Closed cfoster0 closed 3 years ago

cfoster0 commented 3 years ago

Language: primarily but not exclusively English Date ranges: 1600s-2020 Size: +260,000 works indexed and +52,000 available to download via PhilArchive

PhilPapers is an international, interactive academic database of journal articles for professionals and students in philosophy. It is maintained by the Centre for Digital Philosophy at the University of Western Ontario.

I think we could at least add the section of open access works, which should all be downloadable as PDFs from https://philarchive.org/ There may also be other works availabe for download on the main site. In addition, we could probably scrape abstracts for the rest.

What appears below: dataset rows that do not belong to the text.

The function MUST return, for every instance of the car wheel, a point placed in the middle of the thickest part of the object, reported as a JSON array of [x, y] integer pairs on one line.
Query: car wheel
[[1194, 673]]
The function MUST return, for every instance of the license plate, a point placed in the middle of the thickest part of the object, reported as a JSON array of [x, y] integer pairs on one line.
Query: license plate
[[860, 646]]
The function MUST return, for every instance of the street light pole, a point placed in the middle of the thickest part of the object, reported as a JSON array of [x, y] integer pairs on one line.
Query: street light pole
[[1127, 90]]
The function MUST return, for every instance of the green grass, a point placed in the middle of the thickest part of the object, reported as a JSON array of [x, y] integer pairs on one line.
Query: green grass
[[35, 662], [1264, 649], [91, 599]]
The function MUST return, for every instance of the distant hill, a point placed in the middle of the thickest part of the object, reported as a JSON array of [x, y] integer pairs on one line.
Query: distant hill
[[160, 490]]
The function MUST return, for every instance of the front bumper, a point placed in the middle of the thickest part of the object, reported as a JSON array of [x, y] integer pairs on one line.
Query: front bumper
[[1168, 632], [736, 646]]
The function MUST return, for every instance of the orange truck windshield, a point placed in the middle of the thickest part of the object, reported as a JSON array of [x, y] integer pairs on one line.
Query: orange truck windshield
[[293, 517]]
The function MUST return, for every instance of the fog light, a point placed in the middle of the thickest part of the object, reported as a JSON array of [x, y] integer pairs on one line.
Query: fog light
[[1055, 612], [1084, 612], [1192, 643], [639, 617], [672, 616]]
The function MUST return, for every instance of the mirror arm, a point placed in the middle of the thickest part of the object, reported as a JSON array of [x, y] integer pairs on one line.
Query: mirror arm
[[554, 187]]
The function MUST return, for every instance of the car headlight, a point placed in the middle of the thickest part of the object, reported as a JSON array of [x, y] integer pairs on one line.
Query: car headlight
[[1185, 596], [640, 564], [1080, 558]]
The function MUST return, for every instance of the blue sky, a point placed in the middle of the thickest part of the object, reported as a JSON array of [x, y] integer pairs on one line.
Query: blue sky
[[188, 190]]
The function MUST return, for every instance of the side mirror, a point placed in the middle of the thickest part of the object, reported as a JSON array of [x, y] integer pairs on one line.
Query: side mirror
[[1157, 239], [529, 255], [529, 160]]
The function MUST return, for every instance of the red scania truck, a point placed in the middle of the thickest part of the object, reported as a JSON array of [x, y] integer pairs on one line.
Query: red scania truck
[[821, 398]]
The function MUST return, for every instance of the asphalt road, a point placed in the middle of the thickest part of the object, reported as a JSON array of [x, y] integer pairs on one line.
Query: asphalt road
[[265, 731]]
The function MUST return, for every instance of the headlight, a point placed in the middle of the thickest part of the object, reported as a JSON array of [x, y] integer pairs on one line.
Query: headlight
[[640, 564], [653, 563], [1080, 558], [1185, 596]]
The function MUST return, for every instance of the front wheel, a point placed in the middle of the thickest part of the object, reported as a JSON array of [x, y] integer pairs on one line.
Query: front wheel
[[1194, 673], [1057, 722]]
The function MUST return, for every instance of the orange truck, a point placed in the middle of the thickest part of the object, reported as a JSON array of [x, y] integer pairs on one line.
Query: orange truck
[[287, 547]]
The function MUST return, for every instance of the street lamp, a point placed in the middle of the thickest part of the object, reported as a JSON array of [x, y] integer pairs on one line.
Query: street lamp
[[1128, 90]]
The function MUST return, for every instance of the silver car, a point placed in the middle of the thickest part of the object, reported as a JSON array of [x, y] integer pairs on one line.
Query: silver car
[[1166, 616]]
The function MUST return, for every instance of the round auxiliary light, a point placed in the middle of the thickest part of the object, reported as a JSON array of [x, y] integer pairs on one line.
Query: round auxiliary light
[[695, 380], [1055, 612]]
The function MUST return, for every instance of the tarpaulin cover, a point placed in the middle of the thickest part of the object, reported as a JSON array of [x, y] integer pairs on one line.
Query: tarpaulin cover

thoppe commented 3 years ago

On it! Should be done in a few days. Quick sampling of about 1K documents from https://philarchive.org/ give an estimate of about 3GB of total text. This is without language filtering, as there are some documents in Russian and Italian (at least). It looks like this may knock it down 10-20%.

While the website claims 52K, the API reports around 45K. Many articles are duplicated or have been deleted/retracted.

leogao2 commented 3 years ago

@thoppe It would be best if we don't do language filtering.

thoppe commented 3 years ago

This is complete. https://github.com/thoppe/The-Pile-PhilPapers

 ✔ Saved to data/PhilArchive.jsonl
 ℹ Saved 33,990 articles
 ℹ Uncompressed filesize 2,610,566,629
 ℹ Compressed filesize     79,7708,027

The issue can be closed and marked done on the board.